A critical vulnerability has been identified in Atlassian Jira Service management server and data center product and necessary fixes has been released to resolve it
The vulnerability is tracked as CVE-2023-22501 with a CVSS score: 9.4 and has been described as a case of broken authentication that could be abused by an attacker to pass off as another user and gain unauthorized access to susceptible instances
“With write access to a User Directory and outgoing email enabled on a Jira Service Management instance, an attacker could gain access to signup tokens sent to users with accounts that have never been logged into.”

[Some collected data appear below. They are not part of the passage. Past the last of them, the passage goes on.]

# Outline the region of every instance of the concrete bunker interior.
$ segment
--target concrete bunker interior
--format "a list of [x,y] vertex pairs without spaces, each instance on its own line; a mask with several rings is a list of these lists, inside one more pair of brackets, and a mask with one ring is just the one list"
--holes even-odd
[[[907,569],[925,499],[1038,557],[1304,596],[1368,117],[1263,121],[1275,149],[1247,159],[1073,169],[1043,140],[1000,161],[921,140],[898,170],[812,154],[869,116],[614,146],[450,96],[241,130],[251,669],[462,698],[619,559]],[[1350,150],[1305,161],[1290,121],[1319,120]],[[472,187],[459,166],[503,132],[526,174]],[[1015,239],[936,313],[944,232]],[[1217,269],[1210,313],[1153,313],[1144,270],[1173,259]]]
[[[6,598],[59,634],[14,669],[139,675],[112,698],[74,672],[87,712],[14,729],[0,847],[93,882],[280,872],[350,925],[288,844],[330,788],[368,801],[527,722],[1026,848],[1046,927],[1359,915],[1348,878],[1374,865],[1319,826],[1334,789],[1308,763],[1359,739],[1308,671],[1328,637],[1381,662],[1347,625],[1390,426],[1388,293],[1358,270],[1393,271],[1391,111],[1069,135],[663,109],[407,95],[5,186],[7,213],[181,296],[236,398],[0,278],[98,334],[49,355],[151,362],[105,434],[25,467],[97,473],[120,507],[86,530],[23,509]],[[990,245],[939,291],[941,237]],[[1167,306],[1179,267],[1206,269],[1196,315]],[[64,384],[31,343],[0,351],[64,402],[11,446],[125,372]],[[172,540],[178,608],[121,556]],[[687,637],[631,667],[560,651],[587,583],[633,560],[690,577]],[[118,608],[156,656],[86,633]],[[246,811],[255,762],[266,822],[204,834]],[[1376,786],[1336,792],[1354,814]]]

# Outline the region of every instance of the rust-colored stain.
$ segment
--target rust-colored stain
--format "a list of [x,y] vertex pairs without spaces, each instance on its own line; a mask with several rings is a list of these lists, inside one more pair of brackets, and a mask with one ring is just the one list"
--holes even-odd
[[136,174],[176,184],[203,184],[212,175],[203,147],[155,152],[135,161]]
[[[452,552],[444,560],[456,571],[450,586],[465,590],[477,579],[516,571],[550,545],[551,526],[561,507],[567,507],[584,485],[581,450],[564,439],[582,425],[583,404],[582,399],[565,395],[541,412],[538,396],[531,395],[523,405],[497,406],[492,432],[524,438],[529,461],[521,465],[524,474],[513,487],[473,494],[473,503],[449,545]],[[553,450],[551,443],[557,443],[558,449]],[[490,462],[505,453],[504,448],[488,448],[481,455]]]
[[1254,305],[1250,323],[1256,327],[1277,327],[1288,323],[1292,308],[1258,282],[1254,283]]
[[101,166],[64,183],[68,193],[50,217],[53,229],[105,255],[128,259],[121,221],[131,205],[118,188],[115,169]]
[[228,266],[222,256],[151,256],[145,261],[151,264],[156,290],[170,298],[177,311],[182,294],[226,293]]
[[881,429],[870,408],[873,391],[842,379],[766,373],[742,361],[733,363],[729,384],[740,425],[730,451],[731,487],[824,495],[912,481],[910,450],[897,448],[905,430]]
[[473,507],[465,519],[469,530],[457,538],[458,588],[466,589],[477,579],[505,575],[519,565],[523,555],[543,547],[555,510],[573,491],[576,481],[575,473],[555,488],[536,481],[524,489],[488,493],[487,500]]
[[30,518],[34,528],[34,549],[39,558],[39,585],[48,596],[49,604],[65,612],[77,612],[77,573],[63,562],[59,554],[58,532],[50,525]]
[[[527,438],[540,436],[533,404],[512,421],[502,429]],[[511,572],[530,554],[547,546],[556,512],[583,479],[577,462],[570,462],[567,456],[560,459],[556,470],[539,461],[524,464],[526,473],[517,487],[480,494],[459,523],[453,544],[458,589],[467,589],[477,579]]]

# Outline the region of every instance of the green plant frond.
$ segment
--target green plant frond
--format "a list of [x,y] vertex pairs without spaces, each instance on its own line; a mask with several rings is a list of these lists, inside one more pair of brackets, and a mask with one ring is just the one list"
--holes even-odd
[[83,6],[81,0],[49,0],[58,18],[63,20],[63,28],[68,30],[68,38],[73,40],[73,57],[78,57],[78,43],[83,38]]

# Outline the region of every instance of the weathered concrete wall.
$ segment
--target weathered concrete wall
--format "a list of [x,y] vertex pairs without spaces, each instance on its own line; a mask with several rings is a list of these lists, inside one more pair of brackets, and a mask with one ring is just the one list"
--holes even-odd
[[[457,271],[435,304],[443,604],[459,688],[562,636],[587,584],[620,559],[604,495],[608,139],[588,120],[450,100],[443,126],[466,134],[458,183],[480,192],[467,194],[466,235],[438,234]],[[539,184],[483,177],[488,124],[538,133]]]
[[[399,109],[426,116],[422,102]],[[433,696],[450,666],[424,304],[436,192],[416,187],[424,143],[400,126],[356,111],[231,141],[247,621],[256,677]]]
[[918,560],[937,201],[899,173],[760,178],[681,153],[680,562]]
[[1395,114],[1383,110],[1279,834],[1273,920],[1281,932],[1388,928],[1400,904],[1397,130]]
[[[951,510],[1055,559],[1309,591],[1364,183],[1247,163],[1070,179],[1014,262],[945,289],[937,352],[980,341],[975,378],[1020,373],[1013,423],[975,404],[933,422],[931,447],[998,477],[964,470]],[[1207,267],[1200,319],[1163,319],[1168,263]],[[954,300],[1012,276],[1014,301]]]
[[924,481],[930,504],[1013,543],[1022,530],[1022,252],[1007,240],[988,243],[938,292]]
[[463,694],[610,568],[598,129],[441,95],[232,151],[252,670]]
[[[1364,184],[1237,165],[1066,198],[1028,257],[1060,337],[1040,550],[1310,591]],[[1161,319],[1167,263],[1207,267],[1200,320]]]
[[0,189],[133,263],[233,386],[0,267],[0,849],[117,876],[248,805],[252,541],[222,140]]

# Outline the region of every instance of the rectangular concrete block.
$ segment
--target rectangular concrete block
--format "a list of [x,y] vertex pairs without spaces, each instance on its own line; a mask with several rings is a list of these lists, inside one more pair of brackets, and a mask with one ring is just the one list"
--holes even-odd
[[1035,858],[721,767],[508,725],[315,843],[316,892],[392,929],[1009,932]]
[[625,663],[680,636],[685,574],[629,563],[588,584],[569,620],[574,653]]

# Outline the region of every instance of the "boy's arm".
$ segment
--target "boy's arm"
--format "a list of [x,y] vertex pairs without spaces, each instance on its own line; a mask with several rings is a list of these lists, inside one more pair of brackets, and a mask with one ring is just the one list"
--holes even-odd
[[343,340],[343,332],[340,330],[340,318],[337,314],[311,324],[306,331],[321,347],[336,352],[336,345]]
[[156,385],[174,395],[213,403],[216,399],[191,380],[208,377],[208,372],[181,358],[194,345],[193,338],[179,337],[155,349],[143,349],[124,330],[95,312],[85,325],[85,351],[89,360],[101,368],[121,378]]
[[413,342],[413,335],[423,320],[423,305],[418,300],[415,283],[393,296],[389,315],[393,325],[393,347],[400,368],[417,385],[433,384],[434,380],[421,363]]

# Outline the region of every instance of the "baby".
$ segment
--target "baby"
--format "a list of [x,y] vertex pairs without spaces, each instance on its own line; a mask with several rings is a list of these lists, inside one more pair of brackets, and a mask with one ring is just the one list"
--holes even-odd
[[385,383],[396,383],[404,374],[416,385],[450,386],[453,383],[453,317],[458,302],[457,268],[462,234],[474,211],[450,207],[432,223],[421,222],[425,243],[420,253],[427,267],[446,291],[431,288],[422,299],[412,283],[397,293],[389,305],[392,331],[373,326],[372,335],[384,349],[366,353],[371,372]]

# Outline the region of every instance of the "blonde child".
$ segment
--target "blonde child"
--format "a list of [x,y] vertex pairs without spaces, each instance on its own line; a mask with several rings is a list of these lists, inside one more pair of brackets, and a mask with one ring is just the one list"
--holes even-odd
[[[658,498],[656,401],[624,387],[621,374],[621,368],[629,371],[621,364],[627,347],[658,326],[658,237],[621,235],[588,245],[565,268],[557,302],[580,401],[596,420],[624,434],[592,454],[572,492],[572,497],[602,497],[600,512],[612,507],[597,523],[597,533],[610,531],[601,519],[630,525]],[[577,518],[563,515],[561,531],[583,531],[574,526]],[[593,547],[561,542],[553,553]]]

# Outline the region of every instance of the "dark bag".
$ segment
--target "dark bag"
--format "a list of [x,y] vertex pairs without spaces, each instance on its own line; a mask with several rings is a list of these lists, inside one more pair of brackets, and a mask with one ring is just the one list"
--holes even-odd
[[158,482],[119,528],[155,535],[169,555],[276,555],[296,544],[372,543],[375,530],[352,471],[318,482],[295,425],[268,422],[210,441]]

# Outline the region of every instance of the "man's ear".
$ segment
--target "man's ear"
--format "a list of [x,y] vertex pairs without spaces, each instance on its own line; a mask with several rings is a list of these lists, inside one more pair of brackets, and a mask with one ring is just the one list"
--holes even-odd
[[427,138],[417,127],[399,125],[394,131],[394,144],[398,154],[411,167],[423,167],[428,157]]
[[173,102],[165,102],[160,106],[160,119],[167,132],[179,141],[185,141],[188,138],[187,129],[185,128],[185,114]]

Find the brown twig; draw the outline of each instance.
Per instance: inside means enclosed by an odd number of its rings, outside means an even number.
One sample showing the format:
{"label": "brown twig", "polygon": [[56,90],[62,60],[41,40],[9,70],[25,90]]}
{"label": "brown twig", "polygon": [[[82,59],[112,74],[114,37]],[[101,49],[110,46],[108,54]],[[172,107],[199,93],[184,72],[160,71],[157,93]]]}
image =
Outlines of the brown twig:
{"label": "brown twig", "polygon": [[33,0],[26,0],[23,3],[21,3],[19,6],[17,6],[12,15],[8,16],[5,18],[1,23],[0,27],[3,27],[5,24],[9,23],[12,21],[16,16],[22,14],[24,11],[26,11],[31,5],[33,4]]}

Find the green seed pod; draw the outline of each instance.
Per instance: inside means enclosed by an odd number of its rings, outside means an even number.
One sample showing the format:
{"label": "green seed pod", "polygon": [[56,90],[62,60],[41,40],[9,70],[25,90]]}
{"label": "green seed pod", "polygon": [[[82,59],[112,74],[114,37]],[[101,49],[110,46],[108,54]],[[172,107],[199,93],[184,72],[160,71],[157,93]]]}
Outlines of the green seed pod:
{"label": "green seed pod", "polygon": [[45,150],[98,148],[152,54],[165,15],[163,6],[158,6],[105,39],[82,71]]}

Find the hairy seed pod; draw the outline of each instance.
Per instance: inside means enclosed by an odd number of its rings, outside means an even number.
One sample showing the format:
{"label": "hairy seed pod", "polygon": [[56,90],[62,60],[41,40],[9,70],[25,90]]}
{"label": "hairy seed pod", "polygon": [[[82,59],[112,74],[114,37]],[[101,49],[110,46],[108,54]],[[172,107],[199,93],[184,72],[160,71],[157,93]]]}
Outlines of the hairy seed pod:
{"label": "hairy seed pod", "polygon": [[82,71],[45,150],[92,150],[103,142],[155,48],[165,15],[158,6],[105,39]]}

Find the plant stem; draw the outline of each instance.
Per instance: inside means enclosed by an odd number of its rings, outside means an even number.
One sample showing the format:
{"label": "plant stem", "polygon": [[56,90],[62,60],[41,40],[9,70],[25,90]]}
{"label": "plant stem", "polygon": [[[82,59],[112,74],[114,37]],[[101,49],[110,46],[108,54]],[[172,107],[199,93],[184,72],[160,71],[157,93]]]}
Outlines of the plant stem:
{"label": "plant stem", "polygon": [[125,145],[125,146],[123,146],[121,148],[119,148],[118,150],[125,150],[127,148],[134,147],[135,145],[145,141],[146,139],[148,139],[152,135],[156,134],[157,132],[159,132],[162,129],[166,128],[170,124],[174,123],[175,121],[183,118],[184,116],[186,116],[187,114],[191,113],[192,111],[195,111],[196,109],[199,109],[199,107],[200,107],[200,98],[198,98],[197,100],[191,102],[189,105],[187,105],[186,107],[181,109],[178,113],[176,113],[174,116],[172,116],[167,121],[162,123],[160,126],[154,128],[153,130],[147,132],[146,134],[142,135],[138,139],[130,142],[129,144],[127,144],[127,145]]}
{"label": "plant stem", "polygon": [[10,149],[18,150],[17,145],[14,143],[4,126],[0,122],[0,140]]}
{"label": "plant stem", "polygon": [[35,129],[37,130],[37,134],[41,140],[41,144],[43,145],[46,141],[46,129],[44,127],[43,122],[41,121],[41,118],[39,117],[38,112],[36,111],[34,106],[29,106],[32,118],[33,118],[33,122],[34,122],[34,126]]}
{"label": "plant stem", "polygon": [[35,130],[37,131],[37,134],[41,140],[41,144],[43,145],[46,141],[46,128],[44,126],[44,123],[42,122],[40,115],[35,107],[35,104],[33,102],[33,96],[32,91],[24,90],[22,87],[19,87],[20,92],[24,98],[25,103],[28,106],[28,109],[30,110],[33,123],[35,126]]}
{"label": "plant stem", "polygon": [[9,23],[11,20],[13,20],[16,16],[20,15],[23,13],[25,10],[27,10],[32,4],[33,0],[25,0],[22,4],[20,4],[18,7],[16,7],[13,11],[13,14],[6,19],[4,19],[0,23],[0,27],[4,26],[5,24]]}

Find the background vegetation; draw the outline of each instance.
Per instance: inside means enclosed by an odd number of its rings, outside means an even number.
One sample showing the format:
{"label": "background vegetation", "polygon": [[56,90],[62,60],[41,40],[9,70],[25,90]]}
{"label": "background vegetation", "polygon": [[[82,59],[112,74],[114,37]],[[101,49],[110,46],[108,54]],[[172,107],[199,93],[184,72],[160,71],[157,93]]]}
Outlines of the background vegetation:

The tokens, Atlassian noted, can be obtained in either of the two scenarios –
- If the attacker is included on Jira issues or requests with these users, or
- If the attacker is forwarded or otherwise gains access to emails containing a “View Request” link from these users
Users who are synced to the Jira service via read-only User Directories or single sign-on (SSO) are not affected. External customers who interact with the instance via email are affected, even when SSO is configured.
Atlassian says that the vulnerability was identified in version 5.3.0 and impacts all subsequent versions 5.3.1, 5.3.2, 5.4.0, 5.4.1, and 5.5.0. Fixes have been made available in versions 5.3.3, 5.3.3, 5.5.1, and 5.6.0 or later.
Atlassian emphasized that Jira sites hosted on the cloud via an atlassian[.]net domain are not affected by the flaw and that no action is required in this case.
Its crucial that users upgrade their installations to the latest versions to mitigate potential brewing threats.